Wir müssen eventuell auch in Hamburg darüber nachdenken, ob wir den Paragraphen 12 des Hamburgischen Landespflegegesetzes aufrechterhalten können, der vorsieht, daß die Investitionskosten für die Einrichtungen aus Steuermitteln finanziert werden. Es würde nämlich in den Fällen, die man aus eigenen Mitteln bezahlen müßte, Sozialhilfebedürftigkeit eintreten. Das kostet uns im Jahr 35 Millionen DM. Wir müssen darüber nachdenken, ob wir eventuell einen Teil dieses Geldes dafür einsetzen, einen Sockelbetrag für Personal im Pflegebereich zu finanzieren.

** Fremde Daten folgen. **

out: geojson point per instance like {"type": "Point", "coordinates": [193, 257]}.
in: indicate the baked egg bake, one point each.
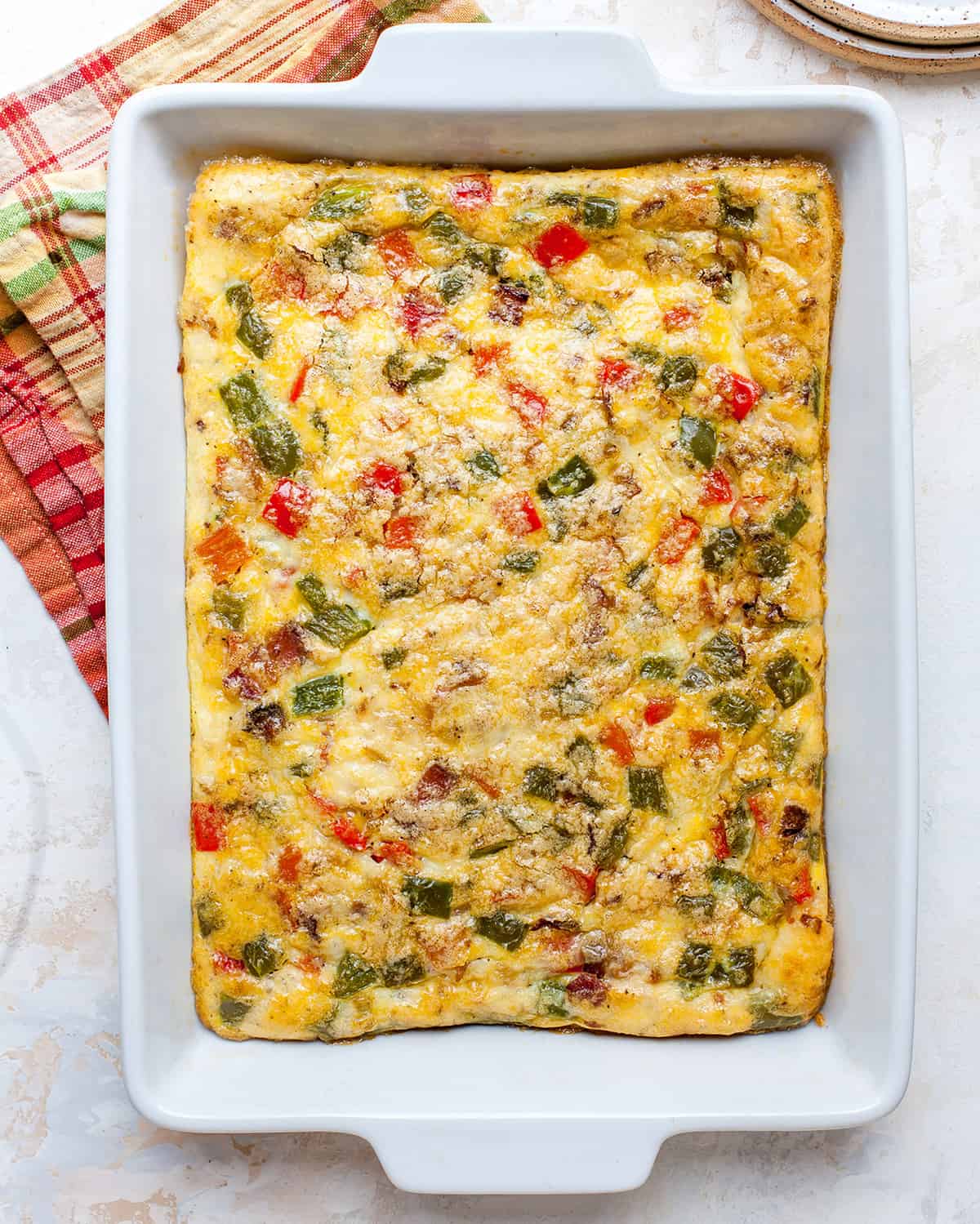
{"type": "Point", "coordinates": [506, 520]}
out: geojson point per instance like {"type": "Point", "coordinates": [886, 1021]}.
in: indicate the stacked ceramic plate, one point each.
{"type": "Point", "coordinates": [899, 36]}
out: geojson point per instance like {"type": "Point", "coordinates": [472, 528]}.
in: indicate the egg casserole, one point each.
{"type": "Point", "coordinates": [506, 503]}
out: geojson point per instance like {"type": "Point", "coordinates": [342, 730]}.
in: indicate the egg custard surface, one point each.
{"type": "Point", "coordinates": [506, 519]}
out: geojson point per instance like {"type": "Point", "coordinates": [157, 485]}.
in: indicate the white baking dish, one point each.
{"type": "Point", "coordinates": [501, 1109]}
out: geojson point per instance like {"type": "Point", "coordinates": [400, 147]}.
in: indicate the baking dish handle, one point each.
{"type": "Point", "coordinates": [546, 1155]}
{"type": "Point", "coordinates": [434, 64]}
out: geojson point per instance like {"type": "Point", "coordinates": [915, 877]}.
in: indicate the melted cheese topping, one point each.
{"type": "Point", "coordinates": [504, 595]}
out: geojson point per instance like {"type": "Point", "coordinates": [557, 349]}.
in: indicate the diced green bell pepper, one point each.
{"type": "Point", "coordinates": [552, 998]}
{"type": "Point", "coordinates": [211, 916]}
{"type": "Point", "coordinates": [318, 696]}
{"type": "Point", "coordinates": [679, 373]}
{"type": "Point", "coordinates": [808, 207]}
{"type": "Point", "coordinates": [719, 554]}
{"type": "Point", "coordinates": [277, 444]}
{"type": "Point", "coordinates": [815, 390]}
{"type": "Point", "coordinates": [657, 667]}
{"type": "Point", "coordinates": [646, 787]}
{"type": "Point", "coordinates": [426, 897]}
{"type": "Point", "coordinates": [572, 478]}
{"type": "Point", "coordinates": [506, 929]}
{"type": "Point", "coordinates": [398, 589]}
{"type": "Point", "coordinates": [262, 956]}
{"type": "Point", "coordinates": [229, 606]}
{"type": "Point", "coordinates": [737, 968]}
{"type": "Point", "coordinates": [354, 973]}
{"type": "Point", "coordinates": [699, 437]}
{"type": "Point", "coordinates": [695, 962]}
{"type": "Point", "coordinates": [770, 559]}
{"type": "Point", "coordinates": [751, 895]}
{"type": "Point", "coordinates": [403, 972]}
{"type": "Point", "coordinates": [788, 679]}
{"type": "Point", "coordinates": [238, 296]}
{"type": "Point", "coordinates": [541, 782]}
{"type": "Point", "coordinates": [523, 562]}
{"type": "Point", "coordinates": [233, 1011]}
{"type": "Point", "coordinates": [791, 520]}
{"type": "Point", "coordinates": [599, 212]}
{"type": "Point", "coordinates": [416, 200]}
{"type": "Point", "coordinates": [614, 846]}
{"type": "Point", "coordinates": [344, 200]}
{"type": "Point", "coordinates": [453, 283]}
{"type": "Point", "coordinates": [635, 573]}
{"type": "Point", "coordinates": [783, 747]}
{"type": "Point", "coordinates": [255, 334]}
{"type": "Point", "coordinates": [339, 625]}
{"type": "Point", "coordinates": [734, 710]}
{"type": "Point", "coordinates": [724, 657]}
{"type": "Point", "coordinates": [695, 679]}
{"type": "Point", "coordinates": [483, 465]}
{"type": "Point", "coordinates": [243, 399]}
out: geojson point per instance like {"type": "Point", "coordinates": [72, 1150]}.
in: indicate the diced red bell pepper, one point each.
{"type": "Point", "coordinates": [616, 372]}
{"type": "Point", "coordinates": [400, 853]}
{"type": "Point", "coordinates": [486, 355]}
{"type": "Point", "coordinates": [528, 404]}
{"type": "Point", "coordinates": [209, 826]}
{"type": "Point", "coordinates": [759, 813]}
{"type": "Point", "coordinates": [349, 834]}
{"type": "Point", "coordinates": [385, 475]}
{"type": "Point", "coordinates": [719, 840]}
{"type": "Point", "coordinates": [657, 710]}
{"type": "Point", "coordinates": [803, 887]}
{"type": "Point", "coordinates": [471, 191]}
{"type": "Point", "coordinates": [586, 880]}
{"type": "Point", "coordinates": [300, 382]}
{"type": "Point", "coordinates": [677, 539]}
{"type": "Point", "coordinates": [224, 552]}
{"type": "Point", "coordinates": [287, 282]}
{"type": "Point", "coordinates": [434, 784]}
{"type": "Point", "coordinates": [289, 507]}
{"type": "Point", "coordinates": [742, 394]}
{"type": "Point", "coordinates": [397, 252]}
{"type": "Point", "coordinates": [679, 317]}
{"type": "Point", "coordinates": [589, 988]}
{"type": "Point", "coordinates": [289, 863]}
{"type": "Point", "coordinates": [559, 244]}
{"type": "Point", "coordinates": [485, 785]}
{"type": "Point", "coordinates": [518, 514]}
{"type": "Point", "coordinates": [420, 311]}
{"type": "Point", "coordinates": [224, 964]}
{"type": "Point", "coordinates": [716, 488]}
{"type": "Point", "coordinates": [614, 737]}
{"type": "Point", "coordinates": [402, 532]}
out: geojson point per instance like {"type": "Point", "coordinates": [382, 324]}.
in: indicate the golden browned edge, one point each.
{"type": "Point", "coordinates": [694, 162]}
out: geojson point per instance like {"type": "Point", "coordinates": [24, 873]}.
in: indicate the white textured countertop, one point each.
{"type": "Point", "coordinates": [71, 1146]}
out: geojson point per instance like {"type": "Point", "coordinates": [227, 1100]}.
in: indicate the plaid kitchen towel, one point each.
{"type": "Point", "coordinates": [53, 145]}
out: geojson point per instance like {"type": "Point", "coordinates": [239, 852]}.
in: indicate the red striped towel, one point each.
{"type": "Point", "coordinates": [53, 145]}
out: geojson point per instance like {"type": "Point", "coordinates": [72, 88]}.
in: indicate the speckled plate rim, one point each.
{"type": "Point", "coordinates": [871, 53]}
{"type": "Point", "coordinates": [920, 33]}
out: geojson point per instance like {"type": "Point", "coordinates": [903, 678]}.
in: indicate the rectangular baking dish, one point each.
{"type": "Point", "coordinates": [483, 1109]}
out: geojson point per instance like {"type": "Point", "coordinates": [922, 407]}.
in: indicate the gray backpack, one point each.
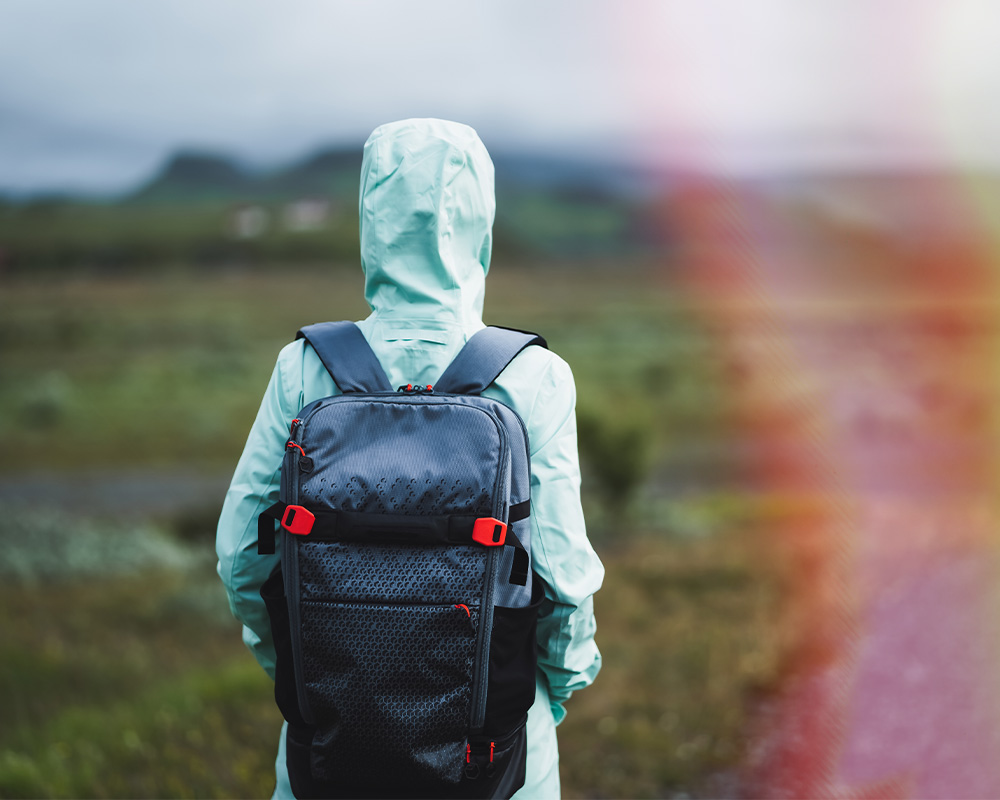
{"type": "Point", "coordinates": [404, 606]}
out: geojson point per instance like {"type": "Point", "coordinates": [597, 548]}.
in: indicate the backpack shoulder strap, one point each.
{"type": "Point", "coordinates": [347, 356]}
{"type": "Point", "coordinates": [483, 358]}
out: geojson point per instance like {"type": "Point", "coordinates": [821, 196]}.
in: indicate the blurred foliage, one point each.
{"type": "Point", "coordinates": [138, 686]}
{"type": "Point", "coordinates": [168, 371]}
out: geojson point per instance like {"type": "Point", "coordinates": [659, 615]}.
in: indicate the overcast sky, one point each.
{"type": "Point", "coordinates": [95, 94]}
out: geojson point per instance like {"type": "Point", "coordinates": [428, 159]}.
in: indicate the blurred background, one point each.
{"type": "Point", "coordinates": [765, 237]}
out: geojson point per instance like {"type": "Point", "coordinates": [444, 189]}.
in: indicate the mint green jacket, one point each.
{"type": "Point", "coordinates": [426, 216]}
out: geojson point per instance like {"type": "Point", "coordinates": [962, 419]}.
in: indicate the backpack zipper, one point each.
{"type": "Point", "coordinates": [482, 661]}
{"type": "Point", "coordinates": [290, 565]}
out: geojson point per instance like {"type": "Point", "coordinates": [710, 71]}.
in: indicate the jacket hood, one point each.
{"type": "Point", "coordinates": [426, 213]}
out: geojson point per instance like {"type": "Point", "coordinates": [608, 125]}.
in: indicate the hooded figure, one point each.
{"type": "Point", "coordinates": [426, 215]}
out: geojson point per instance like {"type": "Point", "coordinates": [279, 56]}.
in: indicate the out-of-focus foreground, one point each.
{"type": "Point", "coordinates": [786, 421]}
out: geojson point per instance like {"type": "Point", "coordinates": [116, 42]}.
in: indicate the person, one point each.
{"type": "Point", "coordinates": [426, 215]}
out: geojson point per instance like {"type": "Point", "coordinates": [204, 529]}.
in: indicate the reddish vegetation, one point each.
{"type": "Point", "coordinates": [870, 412]}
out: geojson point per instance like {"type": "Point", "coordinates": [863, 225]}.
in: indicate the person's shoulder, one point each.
{"type": "Point", "coordinates": [541, 362]}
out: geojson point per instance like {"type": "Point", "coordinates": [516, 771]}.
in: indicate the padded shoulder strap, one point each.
{"type": "Point", "coordinates": [347, 356]}
{"type": "Point", "coordinates": [483, 358]}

Die Personalsituation in den Heimen scheint sich so zugespitzt zu haben, daß inzwischen daran gedacht wird, Technik statt Menschen einzusetzen.Ich habe von Angehörigen schwerstdemenzkranker Menschen in geschlossenen Stationen gehört, daß Videokameras installiert werden, um Stationen nachts durch diese Kameras zu überwachen, den Bereich abzuschließen und die Menschen sich selbst
zu überlassen. Wenn gesehen wird, daß sich dort irgendwas ereignet, wird eine Pflegekraft hingeschickt. Das läuft dann ähnlich wie auf einem unbewachten S-Bahnhof ab. Das ist nicht akzeptabel. Hier ist die Grenze erreicht. Wir müssen uns den Problemen stellen. – Danke schön.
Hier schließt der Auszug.